AI inference cloud startup General Compute has secured a $400 million loan from tech investment firm Upper90, marking a significant development in AI infrastructure financing. This deal is notable as it reportedly uses AI inference chips as collateral, a first for such specific hardware. The financing underscores a growing market trend towards more cost-effective AI solutions, particularly for running open-source models, as concerns about the expense of cutting-edge AI tools and tokens persist.
Founded by CEO Finn Puklowski, General Compute aims to build a 'neocloud' for AI workloads using silicon from SambaNova.
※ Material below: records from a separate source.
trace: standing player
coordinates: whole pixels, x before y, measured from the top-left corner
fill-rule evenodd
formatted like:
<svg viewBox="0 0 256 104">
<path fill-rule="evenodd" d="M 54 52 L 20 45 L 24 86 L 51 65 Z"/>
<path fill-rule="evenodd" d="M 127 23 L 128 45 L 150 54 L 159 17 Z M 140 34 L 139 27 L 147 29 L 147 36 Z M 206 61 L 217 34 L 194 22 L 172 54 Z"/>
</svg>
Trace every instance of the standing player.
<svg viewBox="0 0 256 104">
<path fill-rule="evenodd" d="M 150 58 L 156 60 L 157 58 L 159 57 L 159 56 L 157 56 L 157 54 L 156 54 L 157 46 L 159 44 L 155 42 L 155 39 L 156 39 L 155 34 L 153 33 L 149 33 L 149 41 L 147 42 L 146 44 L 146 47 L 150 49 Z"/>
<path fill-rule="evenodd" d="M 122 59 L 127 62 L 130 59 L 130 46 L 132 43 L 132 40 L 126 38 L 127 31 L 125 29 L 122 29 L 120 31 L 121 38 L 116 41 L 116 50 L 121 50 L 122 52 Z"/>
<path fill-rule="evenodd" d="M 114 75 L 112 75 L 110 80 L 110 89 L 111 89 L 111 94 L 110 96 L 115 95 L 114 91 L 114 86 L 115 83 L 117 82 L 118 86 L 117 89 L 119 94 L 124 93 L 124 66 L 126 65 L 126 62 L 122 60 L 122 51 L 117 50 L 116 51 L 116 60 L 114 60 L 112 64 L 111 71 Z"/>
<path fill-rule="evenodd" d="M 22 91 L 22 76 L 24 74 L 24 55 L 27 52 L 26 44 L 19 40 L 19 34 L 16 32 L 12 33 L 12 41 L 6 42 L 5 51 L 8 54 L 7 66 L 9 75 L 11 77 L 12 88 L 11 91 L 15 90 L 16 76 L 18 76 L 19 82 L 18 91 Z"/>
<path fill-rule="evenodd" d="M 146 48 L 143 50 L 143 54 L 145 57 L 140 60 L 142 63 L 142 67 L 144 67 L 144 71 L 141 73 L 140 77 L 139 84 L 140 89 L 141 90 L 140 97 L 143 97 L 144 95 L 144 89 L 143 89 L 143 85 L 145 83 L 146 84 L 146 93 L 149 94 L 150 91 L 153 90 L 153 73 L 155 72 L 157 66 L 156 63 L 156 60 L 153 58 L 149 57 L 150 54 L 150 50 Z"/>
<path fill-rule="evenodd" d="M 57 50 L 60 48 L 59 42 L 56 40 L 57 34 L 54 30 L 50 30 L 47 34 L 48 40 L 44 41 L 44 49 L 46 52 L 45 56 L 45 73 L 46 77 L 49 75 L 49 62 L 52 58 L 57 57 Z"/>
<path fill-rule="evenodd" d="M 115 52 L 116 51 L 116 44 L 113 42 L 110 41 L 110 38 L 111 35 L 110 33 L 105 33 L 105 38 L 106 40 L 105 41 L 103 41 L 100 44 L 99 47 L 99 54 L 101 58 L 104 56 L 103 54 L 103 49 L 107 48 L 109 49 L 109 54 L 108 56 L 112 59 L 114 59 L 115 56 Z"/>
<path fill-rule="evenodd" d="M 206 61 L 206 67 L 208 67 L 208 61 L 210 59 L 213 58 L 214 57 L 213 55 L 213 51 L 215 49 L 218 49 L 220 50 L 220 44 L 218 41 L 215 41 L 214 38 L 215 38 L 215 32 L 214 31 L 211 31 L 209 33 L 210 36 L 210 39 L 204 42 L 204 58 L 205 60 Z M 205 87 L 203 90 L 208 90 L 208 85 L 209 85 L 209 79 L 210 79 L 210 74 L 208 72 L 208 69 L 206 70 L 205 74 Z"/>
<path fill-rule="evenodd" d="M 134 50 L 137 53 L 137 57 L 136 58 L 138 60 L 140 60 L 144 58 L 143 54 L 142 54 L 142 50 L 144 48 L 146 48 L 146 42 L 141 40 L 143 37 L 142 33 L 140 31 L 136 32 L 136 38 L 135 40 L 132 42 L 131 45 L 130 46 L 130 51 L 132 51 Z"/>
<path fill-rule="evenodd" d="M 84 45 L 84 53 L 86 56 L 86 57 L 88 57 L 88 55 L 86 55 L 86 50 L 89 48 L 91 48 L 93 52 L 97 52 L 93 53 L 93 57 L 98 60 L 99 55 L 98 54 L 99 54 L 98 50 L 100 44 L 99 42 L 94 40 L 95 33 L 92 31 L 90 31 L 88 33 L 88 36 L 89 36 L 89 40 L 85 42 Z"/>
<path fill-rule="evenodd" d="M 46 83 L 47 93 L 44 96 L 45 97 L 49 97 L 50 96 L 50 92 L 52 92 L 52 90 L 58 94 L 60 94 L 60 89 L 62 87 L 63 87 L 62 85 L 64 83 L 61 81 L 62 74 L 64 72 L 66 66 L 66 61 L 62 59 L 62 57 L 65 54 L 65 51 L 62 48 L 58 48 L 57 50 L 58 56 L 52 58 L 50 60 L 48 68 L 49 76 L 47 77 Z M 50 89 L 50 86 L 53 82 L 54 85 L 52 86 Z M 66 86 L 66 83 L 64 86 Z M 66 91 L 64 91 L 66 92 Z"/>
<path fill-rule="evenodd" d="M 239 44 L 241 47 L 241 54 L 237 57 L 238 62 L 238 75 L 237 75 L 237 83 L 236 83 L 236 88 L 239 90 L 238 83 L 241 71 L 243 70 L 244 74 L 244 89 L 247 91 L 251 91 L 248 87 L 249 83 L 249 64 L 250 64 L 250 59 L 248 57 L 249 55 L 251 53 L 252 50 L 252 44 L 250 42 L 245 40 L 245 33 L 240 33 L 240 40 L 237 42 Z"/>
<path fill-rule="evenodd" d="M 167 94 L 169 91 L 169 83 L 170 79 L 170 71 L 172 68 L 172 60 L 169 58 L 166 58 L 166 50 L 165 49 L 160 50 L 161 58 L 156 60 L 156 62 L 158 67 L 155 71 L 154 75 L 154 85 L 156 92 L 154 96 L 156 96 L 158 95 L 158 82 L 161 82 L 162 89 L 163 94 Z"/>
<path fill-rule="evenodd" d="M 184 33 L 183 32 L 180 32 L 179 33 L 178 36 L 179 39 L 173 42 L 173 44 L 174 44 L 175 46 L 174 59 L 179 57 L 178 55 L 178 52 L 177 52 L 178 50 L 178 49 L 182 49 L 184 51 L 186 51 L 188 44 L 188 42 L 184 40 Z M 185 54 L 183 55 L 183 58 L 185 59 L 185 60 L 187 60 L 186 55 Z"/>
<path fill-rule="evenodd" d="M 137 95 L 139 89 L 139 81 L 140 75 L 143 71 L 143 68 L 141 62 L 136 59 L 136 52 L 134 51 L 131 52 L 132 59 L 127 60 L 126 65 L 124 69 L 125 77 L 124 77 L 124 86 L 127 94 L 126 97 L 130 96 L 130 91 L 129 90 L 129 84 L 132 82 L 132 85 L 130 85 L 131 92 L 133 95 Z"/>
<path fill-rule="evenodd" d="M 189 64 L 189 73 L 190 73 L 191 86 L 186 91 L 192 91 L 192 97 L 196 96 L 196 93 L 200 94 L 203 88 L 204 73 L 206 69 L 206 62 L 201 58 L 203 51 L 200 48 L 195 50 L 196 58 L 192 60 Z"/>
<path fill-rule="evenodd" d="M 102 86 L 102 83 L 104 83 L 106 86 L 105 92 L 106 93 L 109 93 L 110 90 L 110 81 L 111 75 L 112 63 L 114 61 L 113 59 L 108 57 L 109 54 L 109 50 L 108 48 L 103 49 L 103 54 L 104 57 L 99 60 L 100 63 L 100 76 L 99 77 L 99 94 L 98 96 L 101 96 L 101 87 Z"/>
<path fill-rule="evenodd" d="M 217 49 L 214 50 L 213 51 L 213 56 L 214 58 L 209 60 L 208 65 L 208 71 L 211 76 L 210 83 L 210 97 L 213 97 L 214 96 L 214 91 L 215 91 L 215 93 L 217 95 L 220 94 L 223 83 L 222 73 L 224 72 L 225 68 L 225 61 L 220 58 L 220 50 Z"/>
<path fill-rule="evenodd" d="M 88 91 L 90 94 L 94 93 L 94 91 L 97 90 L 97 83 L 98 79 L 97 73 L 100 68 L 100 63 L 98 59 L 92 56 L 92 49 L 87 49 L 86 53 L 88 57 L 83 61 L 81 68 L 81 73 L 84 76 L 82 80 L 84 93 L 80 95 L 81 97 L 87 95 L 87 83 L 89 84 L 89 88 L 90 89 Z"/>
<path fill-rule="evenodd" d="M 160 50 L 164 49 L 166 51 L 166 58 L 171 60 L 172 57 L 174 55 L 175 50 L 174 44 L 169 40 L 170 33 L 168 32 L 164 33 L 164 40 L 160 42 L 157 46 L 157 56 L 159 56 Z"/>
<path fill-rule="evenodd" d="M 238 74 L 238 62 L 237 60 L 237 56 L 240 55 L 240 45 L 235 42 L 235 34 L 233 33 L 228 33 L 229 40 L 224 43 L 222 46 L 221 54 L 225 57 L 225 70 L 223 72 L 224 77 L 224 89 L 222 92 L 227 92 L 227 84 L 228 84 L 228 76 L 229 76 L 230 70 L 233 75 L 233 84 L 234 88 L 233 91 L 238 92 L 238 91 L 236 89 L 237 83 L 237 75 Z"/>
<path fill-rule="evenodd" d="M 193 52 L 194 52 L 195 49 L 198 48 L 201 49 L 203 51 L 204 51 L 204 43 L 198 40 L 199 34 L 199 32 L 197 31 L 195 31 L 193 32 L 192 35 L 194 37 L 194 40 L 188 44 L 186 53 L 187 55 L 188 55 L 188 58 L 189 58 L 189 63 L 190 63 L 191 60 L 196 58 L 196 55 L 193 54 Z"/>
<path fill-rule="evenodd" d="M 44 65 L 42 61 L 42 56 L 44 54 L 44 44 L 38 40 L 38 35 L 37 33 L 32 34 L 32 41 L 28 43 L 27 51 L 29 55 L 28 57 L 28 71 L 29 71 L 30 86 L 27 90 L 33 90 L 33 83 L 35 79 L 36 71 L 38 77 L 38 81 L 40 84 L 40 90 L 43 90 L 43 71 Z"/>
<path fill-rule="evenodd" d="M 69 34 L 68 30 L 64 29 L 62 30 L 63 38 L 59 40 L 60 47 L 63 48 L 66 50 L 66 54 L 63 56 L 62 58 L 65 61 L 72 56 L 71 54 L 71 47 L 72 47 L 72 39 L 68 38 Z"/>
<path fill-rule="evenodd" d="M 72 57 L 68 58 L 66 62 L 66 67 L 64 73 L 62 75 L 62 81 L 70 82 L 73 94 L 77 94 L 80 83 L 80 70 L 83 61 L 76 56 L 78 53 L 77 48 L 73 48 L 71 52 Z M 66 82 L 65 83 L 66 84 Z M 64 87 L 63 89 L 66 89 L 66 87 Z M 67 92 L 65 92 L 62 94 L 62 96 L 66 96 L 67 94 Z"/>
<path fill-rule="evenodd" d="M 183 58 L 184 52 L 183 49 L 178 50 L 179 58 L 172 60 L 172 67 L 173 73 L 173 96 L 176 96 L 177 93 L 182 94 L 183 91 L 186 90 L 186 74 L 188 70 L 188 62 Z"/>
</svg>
The company's SN50 chips are specifically designed for inference, offering power efficiency and avoiding the need for expensive water-cooling systems, which General Compute claims will deliver 16 times faster inference speeds compared to GPU-based clouds. Accessing a substantial quantity of these chips is a key challenge for a new company.
Upper90's co-founder Billy Libby, a former quantitative trader at Goldman Sachs, has prior experience in chip-backed financing, having financed GPU purchases for Crusoe in 2021. This type of financing, initially seen as risky due to potential GPU depreciation, has become more common following the success of companies like CoreWeave. Libby noted that Upper90 was an early participant in the then-inefficient market for GPU financing.
With the GPU market now more understood and potentially saturated, Upper90 is shifting its focus to companies like General Compute, anticipating the next phase of the AI boom. Libby believes that while not everyone requires a supercomputer, there is a widespread need for AI inference capabilities. This thesis is supported by the rising valuations of companies providing access to open models, such as OpenRouter and Fireworks, and the competitive performance of new models like Kimi's K3.
The emergence of alternative chipmakers like Groq and Cerebras, and companies like TensorWave partnering with AMD, indicates a diversification beyond Nvidia's ecosystem. Puklowski highlighted that these alternative chips offer compelling total cost of ownership and performance advantages, but face limited buyers. He views the General Compute-Upper90 deal as a signal of capital organizing to challenge Nvidia's dominant market position.